Major Section: OTHER
By default, ACL2 checks input constraints on functions, known as
guards. When guards are violated, an informative message is printed;
but sometimes it is useful to investigate why the guard check fails. The
utility print-gv is provided for that purpose. (Alternatively, you may
prefer to avoid guards entirely with (set-guard-checking :none);
see set-guard-checking.)
Example Forms:
(print-gv)
(print-gv :evisc-tuple (evisc-tuple 4 4 nil nil))
(print-gv :evisc-tuple (evisc-tuple 4 ; print-level
5 ; print-length
(world-evisceration-alist state nil)
nil ; hiding-cars
))
General Form: (print-gv :evisc-tuple x)where the
:evisc-tuple argument is optional and defaults to one that
hides only the ACL2 logical world, by printing <world> instead of a
very large structure. See evisc-tuple for a discussion of evisc-tuples.To see how one might use print-gv, consider the following definition.
(defun foo (x)
(declare (xargs :guard (and (my-first-predicate x)
(my-second-predicate x))))
(cdr x))
Now suppose we evaluate a call of foo and obtain a guard violation.
ACL2 !>(foo 3) ACL2 Error in TOP-LEVEL: The guard for the function call (FOO X), which is (AND (MY-FIRST-PREDICATE X) (MY-SECOND-PREDICATE X)), is violated by the arguments in the call (FOO 3). To debug: See :DOC print-gv, see :DOC trace, and see :DOC wet. See :DOC set-guard-checking for information about suppressing this check with (set-guard-checking :none), as recommended for new users.

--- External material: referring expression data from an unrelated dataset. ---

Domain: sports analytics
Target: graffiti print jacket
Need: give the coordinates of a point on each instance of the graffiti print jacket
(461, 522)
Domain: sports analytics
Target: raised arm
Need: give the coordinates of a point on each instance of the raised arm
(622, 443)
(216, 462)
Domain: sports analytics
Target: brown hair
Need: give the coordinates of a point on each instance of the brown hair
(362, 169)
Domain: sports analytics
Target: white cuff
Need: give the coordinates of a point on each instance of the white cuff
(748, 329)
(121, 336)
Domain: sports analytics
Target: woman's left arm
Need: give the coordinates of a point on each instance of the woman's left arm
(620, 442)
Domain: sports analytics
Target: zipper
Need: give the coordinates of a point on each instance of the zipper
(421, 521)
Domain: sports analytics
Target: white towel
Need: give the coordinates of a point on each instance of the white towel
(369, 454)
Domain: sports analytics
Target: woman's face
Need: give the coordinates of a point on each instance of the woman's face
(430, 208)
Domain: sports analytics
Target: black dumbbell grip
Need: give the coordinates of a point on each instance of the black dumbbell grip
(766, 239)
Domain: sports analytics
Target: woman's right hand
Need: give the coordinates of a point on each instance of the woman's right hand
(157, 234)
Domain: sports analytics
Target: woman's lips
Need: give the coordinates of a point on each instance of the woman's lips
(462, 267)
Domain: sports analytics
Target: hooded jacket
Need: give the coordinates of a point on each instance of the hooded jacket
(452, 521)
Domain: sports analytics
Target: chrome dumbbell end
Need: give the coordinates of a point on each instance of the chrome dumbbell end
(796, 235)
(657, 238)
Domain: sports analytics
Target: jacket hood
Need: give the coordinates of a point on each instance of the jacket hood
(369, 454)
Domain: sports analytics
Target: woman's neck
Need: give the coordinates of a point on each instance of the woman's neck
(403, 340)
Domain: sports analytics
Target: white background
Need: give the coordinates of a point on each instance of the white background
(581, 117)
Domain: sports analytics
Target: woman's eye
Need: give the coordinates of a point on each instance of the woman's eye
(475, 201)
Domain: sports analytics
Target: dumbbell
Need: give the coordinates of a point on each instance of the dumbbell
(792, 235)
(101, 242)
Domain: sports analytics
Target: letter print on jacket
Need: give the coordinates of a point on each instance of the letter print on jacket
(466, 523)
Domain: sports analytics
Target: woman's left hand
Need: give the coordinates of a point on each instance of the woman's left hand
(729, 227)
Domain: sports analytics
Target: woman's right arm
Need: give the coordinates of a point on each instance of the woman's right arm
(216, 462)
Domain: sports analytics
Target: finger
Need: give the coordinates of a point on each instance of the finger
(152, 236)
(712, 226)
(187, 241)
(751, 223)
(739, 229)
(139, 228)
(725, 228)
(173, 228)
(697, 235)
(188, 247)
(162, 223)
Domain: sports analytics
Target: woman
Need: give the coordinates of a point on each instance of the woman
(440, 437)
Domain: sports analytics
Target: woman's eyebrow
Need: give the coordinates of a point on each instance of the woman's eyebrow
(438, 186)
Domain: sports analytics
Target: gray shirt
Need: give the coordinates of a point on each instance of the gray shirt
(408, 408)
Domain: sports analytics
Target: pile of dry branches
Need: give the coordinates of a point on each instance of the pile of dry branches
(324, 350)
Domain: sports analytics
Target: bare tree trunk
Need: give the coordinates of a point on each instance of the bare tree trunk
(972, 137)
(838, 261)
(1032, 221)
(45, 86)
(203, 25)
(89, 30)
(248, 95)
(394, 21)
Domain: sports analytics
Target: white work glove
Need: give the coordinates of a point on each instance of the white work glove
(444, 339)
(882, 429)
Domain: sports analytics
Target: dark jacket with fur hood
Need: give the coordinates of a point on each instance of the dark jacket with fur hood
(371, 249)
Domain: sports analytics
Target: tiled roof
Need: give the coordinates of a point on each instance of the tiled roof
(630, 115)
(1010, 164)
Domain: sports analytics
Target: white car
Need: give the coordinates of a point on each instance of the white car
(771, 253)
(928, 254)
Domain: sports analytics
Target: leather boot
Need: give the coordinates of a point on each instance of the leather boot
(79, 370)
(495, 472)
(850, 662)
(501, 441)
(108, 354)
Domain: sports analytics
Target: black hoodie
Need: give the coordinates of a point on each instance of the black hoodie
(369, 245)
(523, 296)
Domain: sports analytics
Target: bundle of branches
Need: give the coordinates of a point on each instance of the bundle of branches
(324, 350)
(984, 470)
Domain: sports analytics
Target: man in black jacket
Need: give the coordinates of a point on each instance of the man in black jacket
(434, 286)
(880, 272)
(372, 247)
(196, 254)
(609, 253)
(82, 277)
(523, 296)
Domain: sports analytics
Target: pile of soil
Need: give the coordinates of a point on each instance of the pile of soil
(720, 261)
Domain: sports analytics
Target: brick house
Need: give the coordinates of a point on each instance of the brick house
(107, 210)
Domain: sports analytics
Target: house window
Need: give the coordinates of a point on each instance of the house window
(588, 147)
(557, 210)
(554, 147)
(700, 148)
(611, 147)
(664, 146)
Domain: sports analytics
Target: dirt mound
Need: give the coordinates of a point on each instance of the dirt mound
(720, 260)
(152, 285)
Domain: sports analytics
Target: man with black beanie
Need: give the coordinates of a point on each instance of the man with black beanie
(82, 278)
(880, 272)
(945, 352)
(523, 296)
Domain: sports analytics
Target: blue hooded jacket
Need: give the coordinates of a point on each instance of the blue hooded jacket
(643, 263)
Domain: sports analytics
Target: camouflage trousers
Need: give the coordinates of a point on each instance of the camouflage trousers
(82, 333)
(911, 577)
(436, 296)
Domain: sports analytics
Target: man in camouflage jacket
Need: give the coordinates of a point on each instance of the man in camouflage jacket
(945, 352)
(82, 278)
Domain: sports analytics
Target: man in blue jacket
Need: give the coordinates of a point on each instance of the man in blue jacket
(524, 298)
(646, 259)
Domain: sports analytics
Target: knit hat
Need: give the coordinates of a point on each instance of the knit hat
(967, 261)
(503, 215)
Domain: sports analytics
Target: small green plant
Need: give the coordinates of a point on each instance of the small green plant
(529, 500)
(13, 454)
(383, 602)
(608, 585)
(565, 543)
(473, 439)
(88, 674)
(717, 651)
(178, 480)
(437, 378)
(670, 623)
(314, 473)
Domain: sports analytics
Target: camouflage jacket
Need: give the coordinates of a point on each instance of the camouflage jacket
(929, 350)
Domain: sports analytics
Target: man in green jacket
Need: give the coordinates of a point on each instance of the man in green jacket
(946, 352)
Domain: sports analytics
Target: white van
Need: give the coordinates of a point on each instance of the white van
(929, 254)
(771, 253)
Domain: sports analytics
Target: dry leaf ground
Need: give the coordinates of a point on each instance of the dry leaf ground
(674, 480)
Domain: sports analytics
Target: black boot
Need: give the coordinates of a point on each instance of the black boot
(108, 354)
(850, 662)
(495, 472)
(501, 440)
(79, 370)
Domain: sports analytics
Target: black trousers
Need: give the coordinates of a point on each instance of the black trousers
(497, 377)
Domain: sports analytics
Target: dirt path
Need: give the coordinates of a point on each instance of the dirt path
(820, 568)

ACL2 !>We can obtain (in essence) the guard form that was false, as follows.
ACL2 !>(print-gv)
(LET ((X '3))
(DECLARE (IGNORABLE X))
(AND (MY-FIRST-PREDICATE X)
(MY-SECOND-PREDICATE X)))
ACL2 !>
But which conjunct is to blame? With a bit of editing we can try each
conjunct in turn.
ACL2 !>(LET ((X '3))
(DECLARE (IGNORABLE X))
(MY-FIRST-PREDICATE X))
T
ACL2 !>(LET ((X '3))
(DECLARE (IGNORABLE X))
(MY-SECOND-PREDICATE X))
NIL
ACL2 !>
Aha! Now we can investigate why the second predicate fails for 3.The following hack will give you access in raw Lisp to the form printed by
(print-gv). After a guard violation, just submit this form to raw Lisp:
(print-gv1 (wormhole-data (cdr (assoc 'ev-fncall-guard-er-wormhole
*wormhole-status-alist*)))
state)
If you use local stobjs (see with-local-stobj) or stobj fields of
stobjs, you may need to edit the output of print-gv in order to evaluate
it. Consider the following example.
(defstobj st fld)
(defun g (x st)
(declare (xargs :guard (consp x) :stobjs st)
(ignore x))
(fld st))
(defun test ()
(with-local-stobj
st
(mv-let (result st)
(mv (g 3 st) st)
result)))
(test)
Then :print-gv yields the result shown below.
(FLET ((G{GUARD} (X ST)
(DECLARE (IGNORABLE X ST))
(AND (STP ST) (CONSP X))))
(G{GUARD} '3 |<some-stobj>|))
In this example you could replace ``|<some-stobj>|'' by ``st'' to
obtain a result of nil. But similar cases may require the use of a local
stobj that is no longer available, in which case you may need to be creative
in order to take advantage of :print-gv. Here is such an example.
(defstobj st2 fld2)
(defun g2 (st2)
(declare (xargs :guard (null (fld2 st2)) :stobjs st2))
(mv 0 st2))
(defun test2 ()
(with-local-stobj
st2
(mv-let (result st2)
(let ((st2 (update-fld2 17 st2)))
(g2 st2))
result)))
(test2)
In this case, :print-gv yields the following.
(FLET ((G2{GUARD} (ST2)
(DECLARE (IGNORABLE ST2))
(AND (ST2P ST2) (NULL (FLD2 ST2)))))
(G2{GUARD} |<some-stobj>|))
But if you replace ``|<some-stobj>|'' by ``st'', the guard holds; it
is only the local stobj, which is no longer available, that produced a guard
violation (because its field had been updated to a cons).
ACL2 !>(FLET ((G2{GUARD} (ST2)
(DECLARE (IGNORABLE ST2))
(AND (ST2P ST2) (NULL (FLD2 ST2)))))
(G2{GUARD} st2))
T
ACL2 !>
Finally, we note that while print-gv is a utility for debugging guard
violations, in contrast, see guard-debug for a utility to assist in
debugging failed proofs arising from guard verification.